Nun haben der Präsident des Handelsverbandes Deutschland (HDE) Josef Sanktjohanser und zahlreiche Topmanager der Branche ihren Forderungen nochmals Nachdruck verliehen: Und zwar in einem Brief an die Kanzlerin, der der Deutschen Presse-Agentur vorliegt. Dem Handel und seinen Beschäftigen müsse endlich eine tragfähige Zukunftsperspektive geboten werden.
Die Aussage, bei einem stabilen Wert von 35 Neuinfektionen je 100 000 Einwohner in einer Woche könne es zu weiteren Öffnungsschritten kommen, reiche für den Handel nicht. „Unsere Betriebe brauchen nachdrücklich Planungssicherheit, unter welchen Bedingungen und in welchem Zeitrahmen sie ihre Geschäfte wieder öffnen können.“
Unterschrieben wurde der Brief unter anderem vom Chef der Otto-Group Alexander Birken, dem Chef der Schwarz-Gruppe (Lidl, Kaufland) Klaus Gehrig, Edeka-Chef-Markus Mosa, Galeria-Karstadt-Kaufhof-Chef Miguel Müllenbach und Douglas-Chefin Tina Müller.
Vor dem Gipfel: Welche Öffnungsideen die Bundesländer haben
Der Handel war bereits davor ein großes Thema: Einen Vorstoß für eine Öffnung des Handels wagte hier Bayerns Ministerpräsident Markus Söder. In einer Videoschalte des CSU-Parteivorstands in München am vergangenen Montag stellte er weitere Lockerung in Aussicht – allerdings nur in Regionen, in denen die Sieben-Tage-Inzidenz der Corona-Neuinfektionen stabil unter 35 liegt. „Wir wollen schützen und atmen zugleich“, betonte Söder.
Einen Schritt weiter ging Schleswig-Holsteins Ministerpräsident Daniel Günther im ARD-Mittagsmagazin am Montag: „Wir haben ja keinen Hehl daraus gemacht, dass wir einen Stufenplan für richtig halten.“ Es seien nun Lockerungen in den Bereichen dran, über die in der letzten Sitzung gesprochen wurde: „Der Einzelhandel muss eine Rolle spielen, der Kulturbereich, wir haben beim letzten Mal auch über Sport in Gruppen gesprochen, die hier eine Rolle spielen“, sagte Günther.
Wie gemischt die Stimmung beim Thema Handel ausfällt, zeigt sich in Baden Württemberg. Dort hält man sich bezüglich möglicher Öffnungen bedeckt. Zwar seien die Infektionszahlen in Baden-Württemberg mit einer Sieben-Tage-Inzidenz von um die 40 bundesweit weiter am niedrigsten.

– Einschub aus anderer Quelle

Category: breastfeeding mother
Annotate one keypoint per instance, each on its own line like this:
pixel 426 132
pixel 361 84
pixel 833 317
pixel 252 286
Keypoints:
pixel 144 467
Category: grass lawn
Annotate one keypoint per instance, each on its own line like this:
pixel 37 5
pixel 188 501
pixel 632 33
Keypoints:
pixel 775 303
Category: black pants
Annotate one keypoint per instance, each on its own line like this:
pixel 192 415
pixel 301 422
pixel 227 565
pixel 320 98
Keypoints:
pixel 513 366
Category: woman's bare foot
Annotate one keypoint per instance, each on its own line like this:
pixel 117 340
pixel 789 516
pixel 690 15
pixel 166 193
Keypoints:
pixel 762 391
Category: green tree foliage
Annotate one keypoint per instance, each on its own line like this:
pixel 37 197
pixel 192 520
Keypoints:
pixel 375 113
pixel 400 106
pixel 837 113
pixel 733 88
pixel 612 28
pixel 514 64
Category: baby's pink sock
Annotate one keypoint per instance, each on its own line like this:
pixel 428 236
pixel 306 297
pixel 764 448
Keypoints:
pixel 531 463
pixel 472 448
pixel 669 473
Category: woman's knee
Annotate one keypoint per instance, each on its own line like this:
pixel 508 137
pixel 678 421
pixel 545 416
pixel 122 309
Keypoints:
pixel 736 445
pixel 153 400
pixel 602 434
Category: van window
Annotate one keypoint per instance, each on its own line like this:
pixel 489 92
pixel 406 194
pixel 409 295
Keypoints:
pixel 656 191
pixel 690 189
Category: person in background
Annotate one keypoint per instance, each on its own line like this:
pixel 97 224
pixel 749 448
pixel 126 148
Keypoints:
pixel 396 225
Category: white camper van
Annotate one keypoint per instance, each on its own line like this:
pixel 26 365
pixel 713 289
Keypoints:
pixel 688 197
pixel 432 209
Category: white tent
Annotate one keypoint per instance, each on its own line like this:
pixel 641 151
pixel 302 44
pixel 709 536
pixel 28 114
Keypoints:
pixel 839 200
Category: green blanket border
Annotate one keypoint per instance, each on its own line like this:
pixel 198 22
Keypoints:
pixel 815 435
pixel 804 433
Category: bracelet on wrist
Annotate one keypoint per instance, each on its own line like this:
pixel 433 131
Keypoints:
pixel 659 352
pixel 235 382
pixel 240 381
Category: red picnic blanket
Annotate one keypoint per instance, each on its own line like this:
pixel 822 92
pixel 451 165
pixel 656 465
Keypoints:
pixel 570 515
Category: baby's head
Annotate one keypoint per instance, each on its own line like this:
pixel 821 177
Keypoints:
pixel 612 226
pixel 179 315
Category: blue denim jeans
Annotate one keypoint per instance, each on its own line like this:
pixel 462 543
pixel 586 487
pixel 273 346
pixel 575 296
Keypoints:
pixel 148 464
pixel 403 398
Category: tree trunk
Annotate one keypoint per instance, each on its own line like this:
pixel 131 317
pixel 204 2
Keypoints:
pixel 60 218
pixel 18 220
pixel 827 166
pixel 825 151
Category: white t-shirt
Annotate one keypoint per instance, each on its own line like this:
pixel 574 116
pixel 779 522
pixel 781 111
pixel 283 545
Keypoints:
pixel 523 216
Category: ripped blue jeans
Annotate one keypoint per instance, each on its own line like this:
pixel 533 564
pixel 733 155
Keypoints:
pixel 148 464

Allerdings stagnierten die Zahlen derzeit. Man müsse angesichts der Corona-Mutationen vorsichtig bleiben, sagt Regierungssprecher Rudi Hoogvliet.
Vor Bund-Länder-Gipfel: Und was ist mit den Osterferien?
Und dann wäre da noch die Frage nach dem Osterurlaub, den sowohl viele Familien als auch Hoteliers gleichermaßen herbeisehen. Der Deutsche Hotel- und Gaststättenverband (Dehoga) verwies in einem Schreiben an den Bundeswirtschaftsminister Peter Altmeier (CDU) auf die „riesige“ Not in der Branche. Insbesondere die Bundesländer an Nord-und-Ostsee, in denen der Tourismus eine prominente Rolle innerhalb der lokalen Wirtschaft einnimmt, drängen deswegen auch hier auf Lockerungen.
„Natürlich gilt es auch die Frage nach den Übernachtungsmöglichkeiten, gerade hinsichtlich Ostern, zu klären“, erklärte Schleswig-Holsteins Ministerpräsident Günther. Dafür müssten bestimmte Inzidenzwerte erreicht werden. Besonders wichtig sei es, „dass wir auch Perspektiven geben. Das ist jetzt in diesen Zeiten für ganz, ganz viele Menschen unglaublich wichtig.“
Ganz ähnliche Forderungen hört man aus Mecklenburg-Vorpommern. Dort liegt ein Vorschlag für den Ausstieg aus den coronabedingten Schließungen für Einzelhandel, Tourismus und Dienstleistungen auf dem Tisch, der von Vertretern von Arbeitgebern, Gewerkschaften, Kommunen und Landesregierung Mitte Februar erarbeitet wurde. Dabei einigte man sich nach Angaben von Teilnehmern auf einen Plan, der abhängig von der Entwicklung der Infektionszahlen eine Öffnungsperspektive vor Ostern eröffne.
Bayerns Ministerpräsident Söder rechnet hingegen nicht mit schnellen Lockerungen für Urlaubsreisen in den Ferien. Er würde allerdings nicht so weit gehen wie beispielsweise der sächsische Ministerpräsident Michael Kretschmer (CDU).
Dieser hatte gesagt, es werde in diesem Jahr „auf keinen Fall“ Osterurlaub geben. „Wir haben in den letzten Wochen eine deutliche Verbesserung erlebt“, sagte Söder nun in dem Interview. Allerdings müsse man „jetzt erstmal die Mutationen abwarten“.